The U.S. Food and Drug Administration approved Opill (norgestrel) for nonprescription use to prevent pregnancy. This is the first daily oral contraceptive approved for use in the U.S. without a prescription. Consumers will be able to purchase the oral contraceptive without a prescription at drug stores, convenience stores and grocery stores, as well as online.  

“Today’s approval marks the first time a nonprescription daily oral contraceptive will be an available option for millions of people in the United States,” said Patrizia Cavazzoni, M.D., director of the FDA’s Center for Drug Evaluation and Research, in a news release. “When used as directed, daily oral contraception is safe and is expected to be more effective than currently available nonprescription contraceptive methods in preventing unintended pregnancy.”

Governor Jared Polis praised the decision in a tweet. “In Colorado, we respect individual freedoms and protect people’s right to safe reproductive healthcare,” he said. “I applaud the FDA for taking this step and ensuring more people nationwide will have the opportunity to access safe contraceptive options like Opill. By expanding affordable reproductive health care options we can improve health outcomes and save people money on their health care.”

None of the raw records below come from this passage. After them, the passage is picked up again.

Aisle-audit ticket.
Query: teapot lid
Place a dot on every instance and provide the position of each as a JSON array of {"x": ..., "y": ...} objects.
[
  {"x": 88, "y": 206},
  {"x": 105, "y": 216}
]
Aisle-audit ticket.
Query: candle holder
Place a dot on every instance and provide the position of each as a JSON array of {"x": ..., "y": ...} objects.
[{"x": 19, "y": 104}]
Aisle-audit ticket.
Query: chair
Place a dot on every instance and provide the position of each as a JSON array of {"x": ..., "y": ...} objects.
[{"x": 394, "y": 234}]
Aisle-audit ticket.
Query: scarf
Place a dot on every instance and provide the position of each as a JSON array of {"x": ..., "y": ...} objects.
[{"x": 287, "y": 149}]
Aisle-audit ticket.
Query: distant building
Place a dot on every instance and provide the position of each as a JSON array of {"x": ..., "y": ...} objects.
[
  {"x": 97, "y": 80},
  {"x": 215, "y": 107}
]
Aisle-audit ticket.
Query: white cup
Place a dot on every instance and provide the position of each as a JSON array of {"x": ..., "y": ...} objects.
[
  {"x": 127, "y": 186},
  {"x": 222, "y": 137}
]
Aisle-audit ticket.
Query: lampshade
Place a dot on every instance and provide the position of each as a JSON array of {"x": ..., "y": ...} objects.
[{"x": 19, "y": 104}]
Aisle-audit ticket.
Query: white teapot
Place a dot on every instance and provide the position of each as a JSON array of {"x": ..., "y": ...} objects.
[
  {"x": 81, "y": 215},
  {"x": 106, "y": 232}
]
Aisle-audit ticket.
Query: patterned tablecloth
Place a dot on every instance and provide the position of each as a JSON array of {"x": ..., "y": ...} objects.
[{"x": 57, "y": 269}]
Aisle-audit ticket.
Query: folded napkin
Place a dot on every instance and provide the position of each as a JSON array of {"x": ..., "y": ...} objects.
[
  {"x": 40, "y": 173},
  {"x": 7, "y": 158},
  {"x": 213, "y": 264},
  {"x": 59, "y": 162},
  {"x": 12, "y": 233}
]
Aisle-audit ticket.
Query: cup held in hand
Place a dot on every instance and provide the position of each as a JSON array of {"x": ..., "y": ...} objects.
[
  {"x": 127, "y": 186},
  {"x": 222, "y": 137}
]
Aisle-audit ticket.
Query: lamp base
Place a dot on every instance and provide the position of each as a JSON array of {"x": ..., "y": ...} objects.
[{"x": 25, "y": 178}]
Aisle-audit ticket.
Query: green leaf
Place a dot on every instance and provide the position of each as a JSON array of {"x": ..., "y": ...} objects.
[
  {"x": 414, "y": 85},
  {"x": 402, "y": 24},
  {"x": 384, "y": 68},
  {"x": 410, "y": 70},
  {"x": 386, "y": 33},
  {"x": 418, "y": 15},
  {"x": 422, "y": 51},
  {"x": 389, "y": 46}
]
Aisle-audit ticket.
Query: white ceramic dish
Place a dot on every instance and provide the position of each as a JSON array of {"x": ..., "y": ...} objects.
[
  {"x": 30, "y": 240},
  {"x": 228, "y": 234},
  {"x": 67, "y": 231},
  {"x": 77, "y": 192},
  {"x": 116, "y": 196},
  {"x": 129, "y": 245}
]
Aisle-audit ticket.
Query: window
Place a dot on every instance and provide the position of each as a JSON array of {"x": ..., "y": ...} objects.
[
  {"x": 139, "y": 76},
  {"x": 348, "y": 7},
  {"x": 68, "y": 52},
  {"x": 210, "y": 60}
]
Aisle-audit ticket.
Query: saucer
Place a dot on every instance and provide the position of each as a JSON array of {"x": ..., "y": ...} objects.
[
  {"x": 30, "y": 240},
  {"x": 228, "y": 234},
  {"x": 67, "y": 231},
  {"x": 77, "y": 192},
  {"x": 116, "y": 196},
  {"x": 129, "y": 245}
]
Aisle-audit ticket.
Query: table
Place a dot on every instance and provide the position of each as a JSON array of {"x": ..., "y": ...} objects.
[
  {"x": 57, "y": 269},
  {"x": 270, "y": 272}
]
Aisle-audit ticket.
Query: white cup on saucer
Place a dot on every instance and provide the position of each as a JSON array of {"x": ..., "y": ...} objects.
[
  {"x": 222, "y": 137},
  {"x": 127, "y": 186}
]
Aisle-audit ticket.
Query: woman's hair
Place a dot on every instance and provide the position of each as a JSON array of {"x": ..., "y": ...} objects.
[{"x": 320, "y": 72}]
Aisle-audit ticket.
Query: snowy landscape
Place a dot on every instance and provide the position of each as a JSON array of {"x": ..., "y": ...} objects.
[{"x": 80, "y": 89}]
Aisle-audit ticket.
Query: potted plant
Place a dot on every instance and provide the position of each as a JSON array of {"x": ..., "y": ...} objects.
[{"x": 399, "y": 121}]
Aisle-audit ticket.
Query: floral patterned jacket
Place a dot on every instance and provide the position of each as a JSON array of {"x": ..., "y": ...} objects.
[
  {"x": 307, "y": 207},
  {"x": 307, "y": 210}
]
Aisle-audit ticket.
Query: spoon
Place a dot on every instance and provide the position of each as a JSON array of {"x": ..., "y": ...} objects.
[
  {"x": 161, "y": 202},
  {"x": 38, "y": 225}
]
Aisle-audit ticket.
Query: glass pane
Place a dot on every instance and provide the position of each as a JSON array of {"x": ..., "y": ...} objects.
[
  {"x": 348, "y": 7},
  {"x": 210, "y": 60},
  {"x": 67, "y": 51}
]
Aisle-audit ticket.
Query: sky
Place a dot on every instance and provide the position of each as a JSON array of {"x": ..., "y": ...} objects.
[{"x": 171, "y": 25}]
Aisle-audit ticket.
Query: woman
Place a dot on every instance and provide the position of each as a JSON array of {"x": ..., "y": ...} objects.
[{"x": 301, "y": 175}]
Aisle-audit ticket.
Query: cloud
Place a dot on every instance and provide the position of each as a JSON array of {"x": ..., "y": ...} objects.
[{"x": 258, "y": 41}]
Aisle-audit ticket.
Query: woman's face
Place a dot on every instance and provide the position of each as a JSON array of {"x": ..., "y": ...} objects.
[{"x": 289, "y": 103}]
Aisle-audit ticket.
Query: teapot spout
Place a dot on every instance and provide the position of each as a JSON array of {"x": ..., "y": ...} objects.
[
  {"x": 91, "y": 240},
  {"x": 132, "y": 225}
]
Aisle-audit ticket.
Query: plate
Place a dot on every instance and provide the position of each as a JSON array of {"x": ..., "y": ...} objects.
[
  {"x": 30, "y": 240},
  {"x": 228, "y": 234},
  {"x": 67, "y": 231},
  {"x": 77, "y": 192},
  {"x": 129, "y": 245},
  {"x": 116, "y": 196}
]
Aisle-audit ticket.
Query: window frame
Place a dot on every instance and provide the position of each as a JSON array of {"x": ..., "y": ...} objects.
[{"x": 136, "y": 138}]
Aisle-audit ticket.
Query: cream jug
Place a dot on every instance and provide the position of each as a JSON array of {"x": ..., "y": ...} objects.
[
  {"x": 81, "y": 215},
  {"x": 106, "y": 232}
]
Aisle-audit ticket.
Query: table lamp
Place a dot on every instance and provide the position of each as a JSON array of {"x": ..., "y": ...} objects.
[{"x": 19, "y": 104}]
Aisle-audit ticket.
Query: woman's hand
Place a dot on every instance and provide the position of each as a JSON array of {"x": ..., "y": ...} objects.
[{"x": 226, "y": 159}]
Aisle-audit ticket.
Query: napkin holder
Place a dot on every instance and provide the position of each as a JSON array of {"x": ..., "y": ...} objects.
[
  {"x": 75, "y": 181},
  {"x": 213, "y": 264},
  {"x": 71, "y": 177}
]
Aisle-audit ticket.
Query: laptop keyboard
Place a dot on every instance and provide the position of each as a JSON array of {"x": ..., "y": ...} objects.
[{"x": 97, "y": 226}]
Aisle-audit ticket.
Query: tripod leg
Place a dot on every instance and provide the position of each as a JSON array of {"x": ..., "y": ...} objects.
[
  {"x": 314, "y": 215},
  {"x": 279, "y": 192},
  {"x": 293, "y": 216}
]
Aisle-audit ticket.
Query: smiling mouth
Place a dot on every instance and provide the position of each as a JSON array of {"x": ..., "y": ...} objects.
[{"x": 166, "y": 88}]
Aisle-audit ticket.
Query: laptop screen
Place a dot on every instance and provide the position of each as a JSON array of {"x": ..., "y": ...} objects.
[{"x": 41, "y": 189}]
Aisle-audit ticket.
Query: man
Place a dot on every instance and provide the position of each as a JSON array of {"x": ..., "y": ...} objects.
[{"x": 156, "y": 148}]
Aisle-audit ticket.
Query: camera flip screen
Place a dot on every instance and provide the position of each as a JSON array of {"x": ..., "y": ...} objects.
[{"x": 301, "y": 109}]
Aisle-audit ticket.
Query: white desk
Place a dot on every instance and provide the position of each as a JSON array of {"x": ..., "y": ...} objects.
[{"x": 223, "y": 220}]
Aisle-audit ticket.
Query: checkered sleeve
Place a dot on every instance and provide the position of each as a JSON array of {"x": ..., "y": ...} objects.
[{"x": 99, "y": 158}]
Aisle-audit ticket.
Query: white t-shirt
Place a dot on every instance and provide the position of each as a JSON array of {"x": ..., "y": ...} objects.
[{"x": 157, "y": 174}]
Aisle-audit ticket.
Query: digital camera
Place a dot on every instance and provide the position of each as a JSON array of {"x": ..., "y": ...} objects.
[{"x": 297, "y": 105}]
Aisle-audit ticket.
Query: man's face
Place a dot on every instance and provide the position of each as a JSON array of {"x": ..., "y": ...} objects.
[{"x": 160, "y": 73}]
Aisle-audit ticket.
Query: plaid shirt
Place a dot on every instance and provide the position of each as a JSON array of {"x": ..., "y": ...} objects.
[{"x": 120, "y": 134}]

Nonprescription availability of Opill will allow individuals to obtain an oral contraceptive without the need to first see a health care provider. According to the FDA, almost half of the 6.1 million pregnancies in the U.S. each year are unintended, and unintended pregnancies have been linked to negative maternal and perinatal outcomes, including reduced likelihood of receiving early prenatal care and increased risk of preterm delivery, with associated adverse neonatal, developmental and child health outcomes. Availability of nonprescription Opill may help reduce the number of unintended pregnancies and their potential negative impacts.

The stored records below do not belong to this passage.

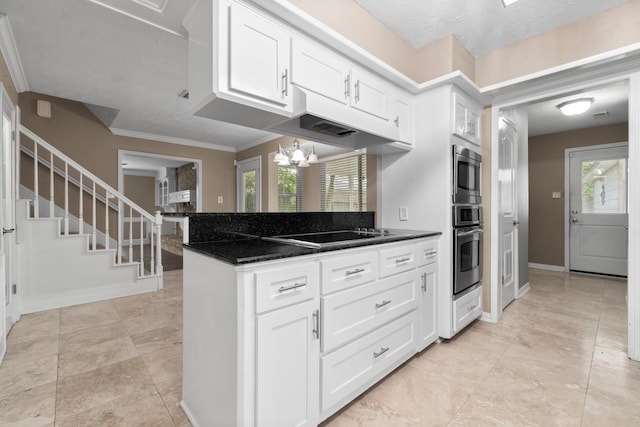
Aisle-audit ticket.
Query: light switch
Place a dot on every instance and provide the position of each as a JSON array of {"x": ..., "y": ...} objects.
[{"x": 404, "y": 213}]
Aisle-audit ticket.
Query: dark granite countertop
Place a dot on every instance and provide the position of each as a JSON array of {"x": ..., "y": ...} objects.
[{"x": 244, "y": 249}]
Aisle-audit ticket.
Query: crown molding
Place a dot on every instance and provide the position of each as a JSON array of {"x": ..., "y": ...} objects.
[
  {"x": 10, "y": 54},
  {"x": 170, "y": 140}
]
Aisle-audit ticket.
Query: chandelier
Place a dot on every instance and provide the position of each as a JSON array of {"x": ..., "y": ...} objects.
[{"x": 295, "y": 155}]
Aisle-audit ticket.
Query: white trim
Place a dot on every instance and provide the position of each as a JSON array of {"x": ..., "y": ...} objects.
[
  {"x": 633, "y": 273},
  {"x": 520, "y": 292},
  {"x": 567, "y": 192},
  {"x": 11, "y": 56},
  {"x": 170, "y": 139},
  {"x": 547, "y": 267},
  {"x": 137, "y": 18}
]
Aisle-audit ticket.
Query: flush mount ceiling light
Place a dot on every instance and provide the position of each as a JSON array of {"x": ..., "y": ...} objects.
[
  {"x": 575, "y": 107},
  {"x": 295, "y": 155}
]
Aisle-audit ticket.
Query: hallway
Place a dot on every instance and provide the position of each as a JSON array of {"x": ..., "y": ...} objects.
[{"x": 557, "y": 358}]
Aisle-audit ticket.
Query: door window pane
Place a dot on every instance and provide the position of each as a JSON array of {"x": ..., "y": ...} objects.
[{"x": 604, "y": 186}]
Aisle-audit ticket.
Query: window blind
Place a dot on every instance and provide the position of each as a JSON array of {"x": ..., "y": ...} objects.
[{"x": 343, "y": 184}]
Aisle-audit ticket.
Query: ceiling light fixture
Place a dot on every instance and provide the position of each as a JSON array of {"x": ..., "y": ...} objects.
[
  {"x": 295, "y": 155},
  {"x": 575, "y": 107}
]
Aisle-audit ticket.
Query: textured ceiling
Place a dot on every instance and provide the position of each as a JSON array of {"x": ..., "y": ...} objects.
[
  {"x": 127, "y": 59},
  {"x": 480, "y": 25}
]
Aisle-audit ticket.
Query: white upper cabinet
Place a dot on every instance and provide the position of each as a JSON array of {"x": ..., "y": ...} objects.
[
  {"x": 465, "y": 117},
  {"x": 370, "y": 94},
  {"x": 258, "y": 57},
  {"x": 319, "y": 71}
]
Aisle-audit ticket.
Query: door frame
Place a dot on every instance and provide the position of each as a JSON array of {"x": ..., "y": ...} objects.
[
  {"x": 239, "y": 163},
  {"x": 556, "y": 83},
  {"x": 567, "y": 252}
]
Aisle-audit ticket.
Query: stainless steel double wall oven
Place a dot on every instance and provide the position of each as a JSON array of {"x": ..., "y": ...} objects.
[{"x": 466, "y": 221}]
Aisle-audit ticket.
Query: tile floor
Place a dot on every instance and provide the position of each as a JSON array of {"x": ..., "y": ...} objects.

Dr. Jesse Ehrenfeld, president of the American Medical Association, noted the impact this decision will have on lower income and rural patients. “While we applaud this move, the AMA continues to urge the FDA and HHS to consider a variety of oral contraceptive options for over-the-counter use,” said Ehrenfeld in a news release. “It is important patients have options when choosing which type of birth control works best for them. We hope this is just the first of several to be approved, and we urge the FDA to consider applications from the full range of available oral contraceptives for over-the-counter access. We must continue to remove barriers to affordable care for those in underserved, high-poverty, and rural communities. We know barriers to oral contraceptives can lead to inconsistent or discontinued use. While it is important patients maintain relationships with their physician to stay up to date on screenings, requiring an office visit to begin birth control is an unnecessary hurdle for patients who must take time off work, find childcare, and travel to appointments. The AMA remains committed to ensuring patients have access to the entire spectrum of reproductive health care services, including safe and affordable oral contraceptives. We look forward to continuing work with the FDA to support patients’ right to access essential health care services.”

Sen. Hickenlooper (left)

Since last year’s Dobbs v. Jackson Women’s Health Organization, which overturned Roe v. Wade, a number of states have passed legislation to ban or restrict access to abortion, and four states — Arkansas, Mississippi, Missouri, and Texas — have moved to limit access to contraceptives. In response, Senators Michael Bennet (D-CO) and John Hickenlooper (D-CO), alongside others, introduced the Right to Contraception Act last month, which would codify and strengthen the legal right to contraceptives.

“Since the fall of Roe v. Wade, and the criminalization of abortion provision in Missouri, anti-abortion actors have been working overtime to confuse and deceive Missourians about their reproductive healthcare options,” said Abortion Action Missouri executive director Mallory Schwarz in a news release. “In 2023, our state leaders pushed legislation intentionally conflating abortion and birth control, and directed millions of dollars on false advertising to push people towards fake anti-abortion centers instead of supporting their access to essential healthcare. These attacks have done exactly what they were intended to do: cause fear and confusion for patients and providers. … Today’s news out of the FDA is an important victory. Birth control is safe, and this move to make a daily birth control pill available over-the-counter will increase direct access to essential preventive healthcare for so many. Birth control is not a solution to the abortion access crisis, but in the absence of abortion care available in our communities, birth control access has never been more critical.”